Também serão vendidos vinhos da ilha de Creta, azeitonas e azeites gregos, o ouzo e a retsina. Ouzo é uma bebida destilada a partir do álcool da uva e aromatizada com erva doce, que em grego se diz “glykánisos”, de onde vem nossa palavra anis, outro termo para erva-doce. Retsina é um vinho branco, seco, de baixo teor alcoólico, ao qual se adiciona, durante a fermentação do mosto, resina de pinho, responsável por seu sabor peculiar.

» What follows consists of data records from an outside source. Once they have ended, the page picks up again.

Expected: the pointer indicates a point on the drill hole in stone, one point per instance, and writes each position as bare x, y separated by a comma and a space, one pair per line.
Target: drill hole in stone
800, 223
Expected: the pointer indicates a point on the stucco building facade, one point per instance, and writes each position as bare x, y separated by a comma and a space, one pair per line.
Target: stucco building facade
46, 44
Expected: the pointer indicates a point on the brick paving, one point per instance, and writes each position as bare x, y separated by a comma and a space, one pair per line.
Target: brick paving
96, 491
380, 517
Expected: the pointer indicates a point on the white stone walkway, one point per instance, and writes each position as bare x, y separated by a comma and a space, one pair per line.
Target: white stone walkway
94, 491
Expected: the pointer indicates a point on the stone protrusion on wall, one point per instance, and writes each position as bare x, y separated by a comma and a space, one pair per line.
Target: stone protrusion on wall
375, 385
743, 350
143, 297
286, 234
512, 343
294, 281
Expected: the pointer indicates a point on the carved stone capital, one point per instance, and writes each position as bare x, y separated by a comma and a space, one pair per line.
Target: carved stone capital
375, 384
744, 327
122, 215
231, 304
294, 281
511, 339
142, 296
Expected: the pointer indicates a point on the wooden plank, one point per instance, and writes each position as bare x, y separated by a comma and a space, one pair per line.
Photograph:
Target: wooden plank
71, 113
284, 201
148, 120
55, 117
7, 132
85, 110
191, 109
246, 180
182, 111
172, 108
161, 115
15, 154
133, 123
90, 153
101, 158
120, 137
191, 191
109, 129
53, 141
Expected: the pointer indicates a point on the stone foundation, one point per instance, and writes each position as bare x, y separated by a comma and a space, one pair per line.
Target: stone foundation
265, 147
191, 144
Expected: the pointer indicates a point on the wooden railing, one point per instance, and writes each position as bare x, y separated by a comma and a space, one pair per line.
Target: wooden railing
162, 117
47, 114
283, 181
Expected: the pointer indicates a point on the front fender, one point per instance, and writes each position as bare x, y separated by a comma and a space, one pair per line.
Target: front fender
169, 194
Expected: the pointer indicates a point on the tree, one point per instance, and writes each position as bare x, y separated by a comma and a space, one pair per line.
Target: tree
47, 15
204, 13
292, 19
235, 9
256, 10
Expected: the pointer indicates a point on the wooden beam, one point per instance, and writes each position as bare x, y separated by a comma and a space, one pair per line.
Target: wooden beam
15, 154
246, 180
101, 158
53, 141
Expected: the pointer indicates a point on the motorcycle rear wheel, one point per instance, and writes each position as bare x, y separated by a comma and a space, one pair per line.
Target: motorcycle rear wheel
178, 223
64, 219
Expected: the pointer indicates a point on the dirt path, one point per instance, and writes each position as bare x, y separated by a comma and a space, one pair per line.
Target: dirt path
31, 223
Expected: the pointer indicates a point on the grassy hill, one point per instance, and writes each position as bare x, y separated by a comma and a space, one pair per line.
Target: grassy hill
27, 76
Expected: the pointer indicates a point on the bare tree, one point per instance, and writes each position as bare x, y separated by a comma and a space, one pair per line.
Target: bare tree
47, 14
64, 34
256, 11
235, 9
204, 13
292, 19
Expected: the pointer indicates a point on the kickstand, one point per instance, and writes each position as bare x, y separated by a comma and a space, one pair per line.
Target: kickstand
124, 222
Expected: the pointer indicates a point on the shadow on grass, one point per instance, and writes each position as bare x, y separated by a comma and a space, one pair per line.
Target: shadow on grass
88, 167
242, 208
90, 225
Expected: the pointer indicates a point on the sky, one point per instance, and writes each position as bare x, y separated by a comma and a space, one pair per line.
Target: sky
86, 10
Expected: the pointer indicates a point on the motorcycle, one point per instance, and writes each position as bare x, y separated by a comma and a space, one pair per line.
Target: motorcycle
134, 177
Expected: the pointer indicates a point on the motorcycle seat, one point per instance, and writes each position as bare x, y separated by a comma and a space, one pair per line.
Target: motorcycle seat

Como é próprio das festas gregas, haverá muita música ao som do bouzouki, instrumento típico do país, e apresentações de danças de várias regiões da Grécia. Estarão presentes o conjunto musical Olímpia e dois grupos de dança, o do Centro Kaváfis e o Zorbás, todos de São Paulo e integrados por descendentes gregos e simpatizantes da cultura. Quem quiser conferir sons e sabores da Grécia é só ir para Lins e, lá chegando, perguntar onde fica “a igreja dos gregos”.